Red Metal Signs Mining Agreement at Carrizal IOCG Project
Red Metal transitions from explorer to producer overnight, securing immediate cash flow from high-grade copper at Carrizal as drilling catalysts loom.

Red Metal Resources, through its Chilean subsidiary Polymet, has signed a 5-year renewable mining lease agreement with Minera KMT SpA for the Farellon 1/8 mineral concession, part of the Carrizal Property. The agreement provides Red Metal with a 10% revenue royalty on copper, silver, and gold sales, and a 15% revenue royalty on cobalt sales (both net of a 1.5% existing royalty). KMT must maintain minimum monthly production of 2,500 tonnes of ore following a 7-month development period. Operations will target Level 7, which historically produced 5,080 tonnes at grades of 1.97% Cu, 9.62 g/t Ag, and 0.14 g/t Au between 2016-2017.
This is a game-changing announcement for Red Metal Resources. The company has effectively transitioned from a pure exploration play to a near-term producer with a recurring revenue stream—without having to spend its own capital on mining operations. The historical data provides confidence in the ore body: prior production from the same area (Level 7) ran at nearly 2% copper, which at current record copper prices (as referenced in prior news) translates to substantial cash flow potential.
A simple calculation illustrates the impact: 2,500 tonnes per month at 1.97% Cu equates to ~108,000 lbs of copper per month. At $4.50/lb copper, that's ~$486,000 in contained copper value monthly. Red Metal's 8.5% net royalty (10% minus 1.5%) would generate ~$41,300 per month, or ~$495,000 annually, from copper alone. Adding silver and gold byproducts increases this further. For a company that just raised $997,298 in total financing at $0.06 per unit, a ~$500,000+ annual royalty stream is materially transformative.
The progression of news from January 2026 through May 2026 shows a company methodically executing: financing secured, LiDAR survey completed, IP survey mobilized and underway, and now a production agreement that turns the project from an exploration expense into a cash-generating asset. The market has responded to this chain of derisking events, with the stock rising from $0.05 in late December 2025 to $0.14-$0.16 in May 2026. This production agreement validates the entire thesis and provides non-dilutive funding for ongoing exploration.

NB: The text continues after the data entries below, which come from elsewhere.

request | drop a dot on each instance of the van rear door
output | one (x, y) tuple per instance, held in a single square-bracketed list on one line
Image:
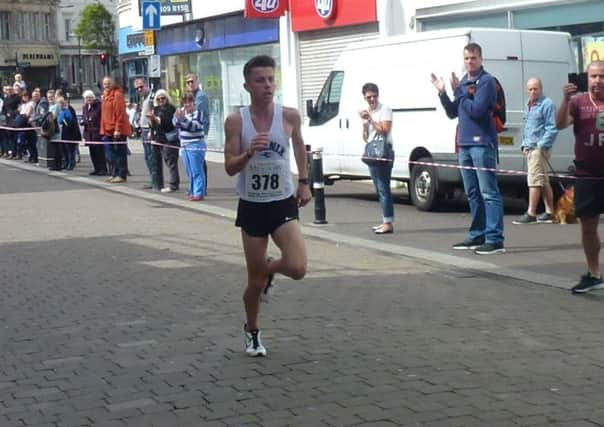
[(324, 128)]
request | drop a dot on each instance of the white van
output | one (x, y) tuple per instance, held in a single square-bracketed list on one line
[(421, 131)]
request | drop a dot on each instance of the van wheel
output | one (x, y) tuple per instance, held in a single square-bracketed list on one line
[(424, 189)]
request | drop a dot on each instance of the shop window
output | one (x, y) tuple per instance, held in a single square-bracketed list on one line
[(4, 25), (328, 103)]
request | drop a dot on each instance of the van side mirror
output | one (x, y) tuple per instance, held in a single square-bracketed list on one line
[(310, 110)]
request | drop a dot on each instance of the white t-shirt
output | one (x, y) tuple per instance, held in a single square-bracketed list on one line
[(382, 113)]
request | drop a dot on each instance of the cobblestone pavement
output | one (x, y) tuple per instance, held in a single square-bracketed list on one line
[(119, 311)]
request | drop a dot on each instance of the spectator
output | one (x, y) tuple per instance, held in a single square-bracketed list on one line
[(70, 131), (26, 112), (146, 99), (164, 132), (202, 103), (539, 134), (475, 98), (91, 122), (40, 110), (586, 113), (189, 120), (115, 128), (377, 121), (55, 139)]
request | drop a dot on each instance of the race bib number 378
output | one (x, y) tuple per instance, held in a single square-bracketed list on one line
[(264, 181)]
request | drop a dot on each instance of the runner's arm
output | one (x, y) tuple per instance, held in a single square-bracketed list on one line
[(234, 159)]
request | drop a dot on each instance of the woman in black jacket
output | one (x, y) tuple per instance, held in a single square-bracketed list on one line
[(164, 132), (91, 120)]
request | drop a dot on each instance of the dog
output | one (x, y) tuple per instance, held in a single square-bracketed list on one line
[(565, 207)]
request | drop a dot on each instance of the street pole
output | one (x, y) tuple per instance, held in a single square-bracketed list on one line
[(80, 65)]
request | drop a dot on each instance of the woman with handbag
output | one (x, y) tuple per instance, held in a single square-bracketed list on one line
[(164, 132), (377, 126), (91, 122)]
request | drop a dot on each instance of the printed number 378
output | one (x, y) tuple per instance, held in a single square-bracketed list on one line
[(265, 182)]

Red Metal Resources is a Canadian-listed junior mining company focused on the Carrizal Copper-Gold-Cobalt Property in Chile's Atacama Region. The 3,278-hectare property hosts a structurally controlled, vein-style Iron Oxide Copper-Gold (IOCG) system with surface veins extending over 12 km in strike length. Known mineralization extends to approximately 200 m depth. The property contains the Farellon project area, which includes the Farellon 1/8 concession now under lease to Minera KMT SpA. The company also holds the Point Piche Property in Quebec, though this appears to be a secondary, earlier-stage hydrogen exploration asset.